The European Parliament is expected to vote on the Commission’s proposal during its plenary session later this week.

Increased price transparency and more effective oversight should make the market more efficient and help bring down those tariffs which are not fully justified by objective factors such as wages or geographical distance, said the European Council, which represents EU member states.

Under the Council’s ‘general approach’, the European Commission will set up a website to display the cross-border delivery rates offered by delivery firms. This dedicated website will make it easier for consumers and companies to compare rates and choose the best ones.

Small delivery companies will be excluded from the obligation to provide their rates as that would create an excessive administrative burden for both the companies and the national administrations collecting the information, the Council clarified.

More transparent and, ultimately, cheaper pricing is expected to bolster cross-border online purchases in the EU. While 44% of consumers buy online in their own country, only 15% order online from another member state, citing high delivery charges as one of the main reasons for avoiding cross-border purchases. Cheaper and more transparent pricing could also encourage more retailers to sell online, the Council said.

"We hope these new rules will lower delivery prices for citizens, especially those living in rural areas, and also for small businesses, which have limited negotiating power to strike good delivery deals," said the Maltese presidency.

The draft rules also give regulators powers to monitor developments in the parcel delivery market better. Delivery firms will have to provide their national regulator with various sets of data, thereby enabling the regulators to assess prices and identify market failures. Regulators in several countries currently do not have access to such data, which hampers the monitoring of competition in the parcel markets.

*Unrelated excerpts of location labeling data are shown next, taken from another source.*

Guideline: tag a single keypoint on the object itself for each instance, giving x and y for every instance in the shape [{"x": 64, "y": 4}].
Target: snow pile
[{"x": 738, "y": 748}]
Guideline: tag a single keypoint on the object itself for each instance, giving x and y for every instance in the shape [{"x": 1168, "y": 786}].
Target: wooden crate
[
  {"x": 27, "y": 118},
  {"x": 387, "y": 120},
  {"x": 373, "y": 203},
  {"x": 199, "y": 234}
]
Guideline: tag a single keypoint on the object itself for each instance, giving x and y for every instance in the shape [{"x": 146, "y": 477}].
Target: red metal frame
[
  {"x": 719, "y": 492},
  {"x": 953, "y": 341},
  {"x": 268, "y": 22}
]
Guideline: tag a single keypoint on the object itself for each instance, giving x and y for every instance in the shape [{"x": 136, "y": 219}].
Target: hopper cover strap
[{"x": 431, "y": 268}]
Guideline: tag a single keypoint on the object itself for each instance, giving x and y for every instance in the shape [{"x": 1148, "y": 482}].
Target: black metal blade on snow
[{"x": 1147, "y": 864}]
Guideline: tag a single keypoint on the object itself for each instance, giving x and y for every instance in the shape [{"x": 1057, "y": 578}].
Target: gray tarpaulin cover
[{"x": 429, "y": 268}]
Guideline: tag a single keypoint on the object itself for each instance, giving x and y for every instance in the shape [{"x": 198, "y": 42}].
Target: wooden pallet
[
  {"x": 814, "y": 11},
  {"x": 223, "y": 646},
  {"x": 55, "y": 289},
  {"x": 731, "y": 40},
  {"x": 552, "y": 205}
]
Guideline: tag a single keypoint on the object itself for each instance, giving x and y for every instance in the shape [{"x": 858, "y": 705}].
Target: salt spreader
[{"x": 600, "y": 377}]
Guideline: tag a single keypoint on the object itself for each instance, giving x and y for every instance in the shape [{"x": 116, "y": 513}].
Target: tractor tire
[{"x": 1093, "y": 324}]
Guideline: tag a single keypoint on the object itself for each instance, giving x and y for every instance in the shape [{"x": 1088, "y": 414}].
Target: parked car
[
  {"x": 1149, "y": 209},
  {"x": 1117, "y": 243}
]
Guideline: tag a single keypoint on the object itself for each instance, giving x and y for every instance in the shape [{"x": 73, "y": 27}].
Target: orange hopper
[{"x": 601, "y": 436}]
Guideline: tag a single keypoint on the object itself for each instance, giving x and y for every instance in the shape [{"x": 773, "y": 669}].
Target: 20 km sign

The Council text includes special provisions for the monitoring and, where required, assessment of prices offered by universal service providers. These operators are required to provide affordable and cost-oriented services and receive certain concessions in return, such as exemption from VAT. The penalties to be imposed in the event of infringements will be laid down by member states.

Last week’s vote by the European Council is the latest stage in a long process of proposals and consultations.

In May 2016, as part of its Digital Single Market strategy, the EC proposed that national postal regulators should be supplied with data to monitor cross-border markets and to check the affordability and cost-orientation of prices; that it would publish the public listed prices of universal service providers “to increase peer competition and tariff transparency”; and that there should be “transparent and non-discriminatory third-party access” to cross-border parcel delivery services and infrastructure.

Last December, however, some EU ministers warned that the proposals could go too far by obliging postal operators to provide commercially sensitive information and to open up delivery networks to competitors. The Council published a progress report which questioned whether a regulation only covering public postal operators might distort competition, and suggested adding other parcel operators to the paragraph on tariff transparency (§4) while removing the paragraphs on publication of terminal dues (§4.2), assessing tariff affordability (§5) and third-party access (§6).

Brussels’ proposals have been repeatedly criticised by European postal operators as unnecessary given the existing competition between different players for cross-border deliveries. Publication of prices, regulatory assessment of tariff ‘affordability’ and third-party access to parcel delivery services have proven the most controversial issues.

Botond Szebeny, PostEurop Secretary General, said at the European Post & Parcel Services conference in Amsterdam in March, that the European Commission “has not justified why intervention is needed” in the fast-growing cross-border parcels market where there is increasing competition between a rising number of players.